Meme fascista expõe segunda morte de Mariele Franco via linchamento moral
Meme fascista expõe segunda morte de Mariele Franco via linchamento moral

Mariele Franco era uma vereadora do Rio de Janeiro, a quinta mais votada no último pleito na capital fluminense. Negra, mãe aos 17 anos, feminista, homossexual, militante dos direitos humanos e filiada ao PSOL. Simbolizava tudo que rejeita a crescente onda fascistóide, que corrói nossa sociedade.

A morte dela precisa ser investigada e esclarecida. Por mais que existam algumas suspeitas óbvias qualquer julgamento de valor nesse momento é precipitado.

Mas nada, absolutamente, nada justifica uma segunda morte de Mariele Franco. Antes mesmo de seu corpo ser sepultado imbecis sob o manto da moral e dos bons costumes estão fazendo um verdadeiro linchamento que massacra a imagem da jovem vereadora.

Nas redes sociais vi o absurdo de gente compartilhando memes e postagens que “celebram” a morte de Mariele numa morbidez que não combina com quem diz professar a fé cristã e/ou se coloca como um “cidadão de bem”. É uma constrangedora falta de empatia com o sofrimento de uma família.

A morte de nenhum ser humano pode ser comemorada. Mas o caso de Mariele carrega consigo uma carga simbólica que resume muito bem setores mais idiotizados de nossa sociedade que se deixam iludir por “salvadores da pátria” e embarcam nos chiliques estridentes de apresentadores de programas policiais.

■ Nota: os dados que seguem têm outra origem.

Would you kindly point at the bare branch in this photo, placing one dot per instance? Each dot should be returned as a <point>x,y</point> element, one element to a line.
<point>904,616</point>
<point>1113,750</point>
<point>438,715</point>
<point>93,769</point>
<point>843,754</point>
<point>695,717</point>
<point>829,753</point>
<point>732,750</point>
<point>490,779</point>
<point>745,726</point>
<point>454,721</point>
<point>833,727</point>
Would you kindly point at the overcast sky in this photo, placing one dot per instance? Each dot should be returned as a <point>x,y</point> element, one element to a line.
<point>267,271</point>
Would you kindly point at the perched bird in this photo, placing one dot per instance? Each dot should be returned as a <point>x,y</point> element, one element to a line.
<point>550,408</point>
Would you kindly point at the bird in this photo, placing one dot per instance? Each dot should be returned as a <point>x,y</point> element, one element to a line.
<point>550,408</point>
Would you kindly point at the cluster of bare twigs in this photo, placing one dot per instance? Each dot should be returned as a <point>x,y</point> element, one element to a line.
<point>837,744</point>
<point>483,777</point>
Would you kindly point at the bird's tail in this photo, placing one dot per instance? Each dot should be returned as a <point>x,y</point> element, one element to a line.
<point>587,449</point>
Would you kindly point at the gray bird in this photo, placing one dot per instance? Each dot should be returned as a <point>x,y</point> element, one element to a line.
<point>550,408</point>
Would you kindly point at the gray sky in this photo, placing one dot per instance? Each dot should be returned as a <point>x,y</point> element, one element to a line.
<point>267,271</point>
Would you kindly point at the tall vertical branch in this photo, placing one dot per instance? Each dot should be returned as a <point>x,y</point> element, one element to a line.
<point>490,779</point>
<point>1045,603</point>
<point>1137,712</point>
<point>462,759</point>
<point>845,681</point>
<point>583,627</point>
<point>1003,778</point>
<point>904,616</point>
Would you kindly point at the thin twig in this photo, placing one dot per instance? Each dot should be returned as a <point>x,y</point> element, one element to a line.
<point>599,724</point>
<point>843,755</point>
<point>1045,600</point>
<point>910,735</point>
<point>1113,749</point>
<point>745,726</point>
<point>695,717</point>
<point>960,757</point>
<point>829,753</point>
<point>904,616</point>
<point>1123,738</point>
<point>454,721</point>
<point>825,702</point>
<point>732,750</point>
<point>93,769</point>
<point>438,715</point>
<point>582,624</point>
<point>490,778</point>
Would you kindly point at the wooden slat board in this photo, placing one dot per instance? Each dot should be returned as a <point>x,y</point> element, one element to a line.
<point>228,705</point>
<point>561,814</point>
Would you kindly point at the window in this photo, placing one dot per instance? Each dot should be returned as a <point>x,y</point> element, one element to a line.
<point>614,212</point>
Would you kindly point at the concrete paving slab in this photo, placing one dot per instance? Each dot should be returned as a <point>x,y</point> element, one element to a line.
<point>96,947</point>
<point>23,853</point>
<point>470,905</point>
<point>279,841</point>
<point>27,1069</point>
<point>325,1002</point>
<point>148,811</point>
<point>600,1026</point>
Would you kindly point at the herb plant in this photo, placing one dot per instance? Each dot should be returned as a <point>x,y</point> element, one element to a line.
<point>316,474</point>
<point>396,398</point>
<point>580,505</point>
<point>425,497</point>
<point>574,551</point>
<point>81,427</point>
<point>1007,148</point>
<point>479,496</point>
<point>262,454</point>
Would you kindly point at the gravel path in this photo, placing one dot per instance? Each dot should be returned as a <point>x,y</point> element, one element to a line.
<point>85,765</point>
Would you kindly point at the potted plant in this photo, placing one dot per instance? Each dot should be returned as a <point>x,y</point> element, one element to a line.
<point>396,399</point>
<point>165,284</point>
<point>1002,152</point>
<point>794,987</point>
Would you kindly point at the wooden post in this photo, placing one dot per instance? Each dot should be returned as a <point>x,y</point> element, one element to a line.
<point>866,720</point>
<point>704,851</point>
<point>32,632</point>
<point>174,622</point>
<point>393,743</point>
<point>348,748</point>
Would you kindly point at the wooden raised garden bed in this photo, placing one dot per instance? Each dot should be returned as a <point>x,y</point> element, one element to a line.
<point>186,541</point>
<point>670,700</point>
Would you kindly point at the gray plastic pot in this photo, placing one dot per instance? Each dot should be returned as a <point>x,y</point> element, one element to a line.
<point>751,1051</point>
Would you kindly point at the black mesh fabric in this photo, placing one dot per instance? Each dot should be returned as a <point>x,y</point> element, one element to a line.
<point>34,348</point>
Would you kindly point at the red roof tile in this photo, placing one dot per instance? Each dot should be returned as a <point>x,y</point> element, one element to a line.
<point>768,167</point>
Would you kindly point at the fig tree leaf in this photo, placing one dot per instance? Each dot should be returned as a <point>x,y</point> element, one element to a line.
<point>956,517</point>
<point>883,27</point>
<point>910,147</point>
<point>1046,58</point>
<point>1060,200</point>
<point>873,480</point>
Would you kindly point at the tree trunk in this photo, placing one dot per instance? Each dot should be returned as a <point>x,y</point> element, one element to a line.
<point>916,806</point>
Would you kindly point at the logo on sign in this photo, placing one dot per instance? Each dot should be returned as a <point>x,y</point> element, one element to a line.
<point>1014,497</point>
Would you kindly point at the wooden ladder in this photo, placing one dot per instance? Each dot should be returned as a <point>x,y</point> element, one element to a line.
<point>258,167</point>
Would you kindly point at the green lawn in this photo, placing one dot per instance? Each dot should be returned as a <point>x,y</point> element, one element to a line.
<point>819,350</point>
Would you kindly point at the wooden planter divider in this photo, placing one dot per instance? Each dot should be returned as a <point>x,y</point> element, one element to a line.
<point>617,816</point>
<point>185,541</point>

Não é hora para misturar ideologia, politicagem de quinta categoria e sentimentos rancorosos. É um momento para se pensar o tipo de sociedade que temos e o quanto a liberdade que temos não pode servir de pretexto para expressar sentimentos odientos.

A morte de Mariele não é como a de tantos negros, mulheres, homossexuais e militantes de causas justas. A tragédia mistura num caixão toda a carga de preconceito que cada dia tem saído mais e mais dos porões do inconsciente de setores autoritários e violentos de nossa sociedade nada cordial como apregoou Sérgio Buarque de Holanda. Não somos cordiais. Somos violentos e celebramos a desgraça alheia com a indiferença de que é incapaz de se colocar no lugar do outro.

Essa tragédia provoca comoção de quem possui empatia com o próximo porque a jovem reunia em si toda a carga dos oprimidos desse país, mas também expões a hipocrisia nossa de cada dia do racismo velado, machismo “cavalheiro”, homofobia de pé de ouvido e do preconceito de quem diz não ter preconceito, “mas…”.

Poucos dias antes de ser vítima de uma emboscada ela tinha denunciado abusos da Polícia Militar. Dizer que ela estava defendendo bandidos é um reducionismo pobre e desonesto. É colocar no mesmo caldeirão bandidos e pessoas pobres/honestas que são maioria nas comunidades carentes.

Do mesmo jeito que ninguém pode dizer que foram membros da Polícia Militar que mataram Mariele Franco não se pode espalhar memes fascistas tornando a vítima culpada pela própria morte trágica.

Precisamos refletir sobre que “cidadãos de bem” são esses. São de “Bem” por serem honrados ou a moral deles é mera hipocrisia?